The China Banking Regulatory Commission announced Tuesday that it will be conducting spot-checks on bank loans granted in select sectors as part of its effort to rein in credit growth and reduce risk.
Inspectors will be sent to seven provinces, including Guangdong in the south and Jiangsu in the east, to examine loans given to companies in the steel, aluminum, cement, real estate and automobile sectors.
The China Development Bank--a policy bank that lends primarily for infrastructure projects--the Big Four state-owned commercial banks, the 11 joint-stock commercial banks and rural credit cooperatives will be inspected.
The rapid increase in loans in the past few months has fueled excessive investment in the five sectors slated for inspection. They have also pushed China's monetary growth to levels that many fear will lead to inflation and erode robust economic development.
China's money supply growth eased slightly last month, which some analysts said was a sign that last year's monetary policy was still working, but inflationary pressure remains.
Broad money supply, M2, which covers cash in circulation and all deposits, rose 19.2 percent year-on-year in March, according to People's Bank of China (PBOC) Governor Zhou Xiaochuan.
The pace was slower than the 19.4 percent recorded at the end of February, but outstripped the central bank's full-year goal of 17 percent.
"It appears the effect of last year's monetary policy is showing," said Zhang Liqun, a senior analyst with the Development Research Center, a State Council think tank.
The central bank seems to be on the way to achieving its goal of curbing only excessive monetary growth, but how the coming months will shape up is difficult to say, said Zhang.
"It's a good sign, but we need to see how much this year's monetary policy can help," Zhang said.
Worried that rapid credit growth may fuel inflation, the PBOC announced on Sunday that reserve requirements for commercial banks would rise half a percentage point to 7.5 percent on April 25. The increase will not affect rural credit cooperatives.
The higher reserve will freeze approximately 110 billion yuan (US$13.3 billion) in commercial banks' liquidity.
Yet analysts say the hikes are hardly enough to harness the rapid increases in bank loans, given the strong desire by local governments and the private sector to invest.
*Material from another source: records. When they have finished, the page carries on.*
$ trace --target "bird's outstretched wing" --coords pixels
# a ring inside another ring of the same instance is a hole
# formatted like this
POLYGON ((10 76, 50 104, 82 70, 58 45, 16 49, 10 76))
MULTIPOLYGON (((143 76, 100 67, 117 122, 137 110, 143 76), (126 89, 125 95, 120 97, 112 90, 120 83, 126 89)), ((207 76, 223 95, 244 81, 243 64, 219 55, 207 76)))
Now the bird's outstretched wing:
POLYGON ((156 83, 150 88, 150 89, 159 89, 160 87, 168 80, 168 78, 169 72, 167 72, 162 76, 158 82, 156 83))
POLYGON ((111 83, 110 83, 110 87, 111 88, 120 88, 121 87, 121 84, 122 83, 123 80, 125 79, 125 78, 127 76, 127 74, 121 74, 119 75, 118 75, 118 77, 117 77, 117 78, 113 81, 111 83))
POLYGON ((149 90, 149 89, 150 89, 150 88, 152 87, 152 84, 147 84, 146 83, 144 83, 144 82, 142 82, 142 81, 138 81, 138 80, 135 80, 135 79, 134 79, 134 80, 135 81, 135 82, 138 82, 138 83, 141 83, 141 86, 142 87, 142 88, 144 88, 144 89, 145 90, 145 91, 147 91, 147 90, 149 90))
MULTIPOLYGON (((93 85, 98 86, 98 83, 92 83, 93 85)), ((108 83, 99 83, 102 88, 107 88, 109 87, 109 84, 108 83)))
A huge part of China's fixed investment is funded by bank loans.
Many local governments are eager to tap into the new round of economic growth, encouraging investment by handing out preferential land and electricity use policies.
Private capital also keeps flowing into fast-growing sectors as China lifts investment restrictions.
"The investment impetus is just tremendous," said Wang Yuanhong, a senior analyst with the State Information Center.
The central bank raised bank reserve requirements by 1 percentage point to 7 percent in September last year to restrict the banks' lending capacity.
Loan growth subsided slightly in the following months, but picked up again in the first two months of this year.